Section 21 of the Decedent Estate Law was designed to prevent fraud and its beneficial purpose should not be thwarted by an unduly strict interpretation of its provisions, especially where there is no opportunity for a fraud to have been perpetrated. Form should not be raised above substance, in order to destroy a will, and the substantial thing in this case is a paper, which reads straightforward and without interruption from the beginning to the end, and when thus read the signature is found at the end.

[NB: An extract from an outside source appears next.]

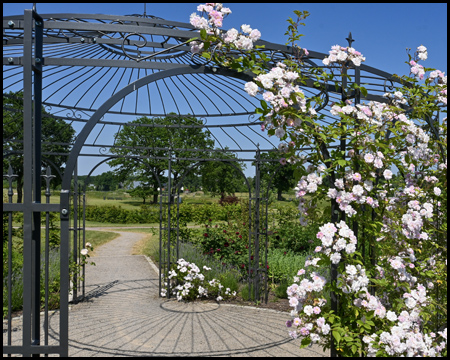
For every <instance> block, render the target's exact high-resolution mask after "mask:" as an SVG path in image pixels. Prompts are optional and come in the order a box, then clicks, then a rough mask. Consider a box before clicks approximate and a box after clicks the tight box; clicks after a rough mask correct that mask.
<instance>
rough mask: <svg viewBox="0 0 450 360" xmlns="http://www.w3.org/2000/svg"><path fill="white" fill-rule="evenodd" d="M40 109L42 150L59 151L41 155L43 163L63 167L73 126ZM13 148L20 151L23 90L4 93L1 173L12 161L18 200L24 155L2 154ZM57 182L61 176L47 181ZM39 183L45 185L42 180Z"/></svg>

The court is satisfied that by the propounded paper, which is informally drawn, the decedent intended that it be his last will and testament. He was familiar with the basic requirements for the execution of a will and aware that his signature had to be witnessed. There not being sufficient space below or to the sides of decedent’s signature on the small piece of paper, the witnesses, of necessity, were forced to affix their signatures in the only spaces available on the paper. Under the circumstances indicated in this proceeding, a rigid construction of section 21 is not resorted to since there was no possibility of fraudulent additions to the instrument. The law affords the right of testamentary disposition, and a decedent’s wishes where clearly stated should not be thwarted unless clearly required. The court is further satisfied that the witnesses to this instrument signed in the only spaces available with intent to witness decedent’s last will and testament in substantial compliance with section 21 of the Decedent Estate Law.